Gue  tersenyum kecut mendengar jawaban jujur Dewi. Jawabannya udah gue duga. Dan pertanyaan gue itu timbul karena gue sudah merasa jawaban  itu mewakili sebagian besar masyarakat Indonesa sekarang. Pantauan perkembangan dari masa ke masa, ekspos berita yang detil hingga emosional, seperti cerita film yang disusun dengan apik, dibangun untuk membawa pemirsa media menuju titik klimaks. The grand finale yang bisa membayar ketegangan yang sudah diikuti sekian lama.

Dan dalam hal ini klimaksnya adalah kematian.

Haruskah gue bersorak pada saat sang tokoh antagonis kalah? Meskipun gue bagian dari rakyat Indonesia yang sudah banyak dirugikan oleh Suharto, hati gue merasa itu tidak pantas.

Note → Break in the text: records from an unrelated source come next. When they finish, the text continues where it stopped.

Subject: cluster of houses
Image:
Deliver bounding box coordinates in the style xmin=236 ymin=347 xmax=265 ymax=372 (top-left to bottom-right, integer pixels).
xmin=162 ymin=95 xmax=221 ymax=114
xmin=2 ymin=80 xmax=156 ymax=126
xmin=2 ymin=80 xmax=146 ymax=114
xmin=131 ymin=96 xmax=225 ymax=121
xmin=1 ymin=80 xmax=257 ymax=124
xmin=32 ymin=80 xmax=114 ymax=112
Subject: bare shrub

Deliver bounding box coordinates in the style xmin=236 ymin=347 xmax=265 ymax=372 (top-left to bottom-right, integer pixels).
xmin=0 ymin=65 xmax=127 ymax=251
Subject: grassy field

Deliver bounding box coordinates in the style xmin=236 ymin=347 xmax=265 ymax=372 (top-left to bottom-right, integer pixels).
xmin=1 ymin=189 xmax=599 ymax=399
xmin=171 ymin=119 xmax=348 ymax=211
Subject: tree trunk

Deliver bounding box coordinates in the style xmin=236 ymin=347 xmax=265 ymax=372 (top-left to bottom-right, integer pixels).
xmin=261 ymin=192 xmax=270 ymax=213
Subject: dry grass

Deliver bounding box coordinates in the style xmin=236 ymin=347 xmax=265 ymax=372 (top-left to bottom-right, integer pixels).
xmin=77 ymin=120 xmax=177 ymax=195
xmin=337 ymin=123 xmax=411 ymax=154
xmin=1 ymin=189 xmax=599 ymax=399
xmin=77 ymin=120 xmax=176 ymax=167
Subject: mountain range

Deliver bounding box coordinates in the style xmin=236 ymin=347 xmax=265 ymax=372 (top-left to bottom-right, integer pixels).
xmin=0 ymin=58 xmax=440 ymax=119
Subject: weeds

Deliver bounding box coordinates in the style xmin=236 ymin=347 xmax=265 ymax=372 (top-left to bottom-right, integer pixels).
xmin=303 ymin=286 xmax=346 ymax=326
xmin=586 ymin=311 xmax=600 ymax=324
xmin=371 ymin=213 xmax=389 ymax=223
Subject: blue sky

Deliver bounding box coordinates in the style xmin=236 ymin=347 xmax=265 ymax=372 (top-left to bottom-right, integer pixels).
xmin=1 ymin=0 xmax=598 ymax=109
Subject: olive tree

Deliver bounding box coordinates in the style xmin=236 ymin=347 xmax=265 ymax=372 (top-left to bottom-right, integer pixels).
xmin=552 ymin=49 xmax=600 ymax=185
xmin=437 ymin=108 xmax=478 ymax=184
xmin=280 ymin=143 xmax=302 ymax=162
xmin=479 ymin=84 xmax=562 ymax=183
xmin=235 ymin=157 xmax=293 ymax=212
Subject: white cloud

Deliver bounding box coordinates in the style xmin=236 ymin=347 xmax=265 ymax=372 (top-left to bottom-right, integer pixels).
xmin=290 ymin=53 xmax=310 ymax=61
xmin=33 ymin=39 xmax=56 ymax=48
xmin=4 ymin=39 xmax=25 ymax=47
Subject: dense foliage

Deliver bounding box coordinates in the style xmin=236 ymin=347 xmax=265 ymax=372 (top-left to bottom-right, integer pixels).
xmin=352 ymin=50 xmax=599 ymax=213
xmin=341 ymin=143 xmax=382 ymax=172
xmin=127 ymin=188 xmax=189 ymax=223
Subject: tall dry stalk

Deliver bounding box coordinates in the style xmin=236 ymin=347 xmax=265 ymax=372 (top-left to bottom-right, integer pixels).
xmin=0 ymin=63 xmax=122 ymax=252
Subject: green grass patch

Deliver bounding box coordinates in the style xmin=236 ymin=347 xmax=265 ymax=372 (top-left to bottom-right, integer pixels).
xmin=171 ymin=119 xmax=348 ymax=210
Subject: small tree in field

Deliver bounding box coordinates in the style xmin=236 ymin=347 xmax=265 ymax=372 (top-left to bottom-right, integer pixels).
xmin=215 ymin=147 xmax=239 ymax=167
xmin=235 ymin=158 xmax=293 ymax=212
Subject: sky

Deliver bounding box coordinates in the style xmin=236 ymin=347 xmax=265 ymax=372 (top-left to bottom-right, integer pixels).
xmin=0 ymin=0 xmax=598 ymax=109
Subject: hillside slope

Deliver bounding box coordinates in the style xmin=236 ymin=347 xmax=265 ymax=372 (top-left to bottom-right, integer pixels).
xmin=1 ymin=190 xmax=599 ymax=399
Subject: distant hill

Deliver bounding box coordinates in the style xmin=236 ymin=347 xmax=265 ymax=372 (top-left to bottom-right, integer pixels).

Gue ingat salah satu dosen legendaris di kampus gue. Pada saat sedang menerangkan tentang perlakuan negara terhadap eks anggota PKI, beliau memberi pemahaman yang bagus. "Bencilah kita pada perbuatannya, jangan pada orangnya." begitu katanya. Artinya, pada saat orang melakukan kesalahan, kita mesti bisa memisahkan . Orang bisa berubah. Orang bisa melakukan kesalahan untuk alasan yang benar. Dan orang bisa saja insaf, tidak mau mengulangi lagi kesalahannya.

Gue percaya setiap orang mesti diberi kesempatan, karena kalo itu gue, gue pasti ingin diberi kesempatan.

Tapi sayangnya gak semuanya sesimpel itu. Gimana kalo orangnya tidak merasa salah? Gimana kalo orangnya tidak berniat insaf? Cukupkah alasan buat kita menyumpahinya biar masuk neraka atas dasar kebencian kita? Dan lagi-lagi, sangat gampang mengharapkan kematian orang lain atas dasar emosi dan kebencian. Betul deh, soalnya gue sering merasa demikian...

Tapi gue masih merasa hidup dan mati itu urusan Allah, dan gue gak merasa pantas mencampuri urusan itu.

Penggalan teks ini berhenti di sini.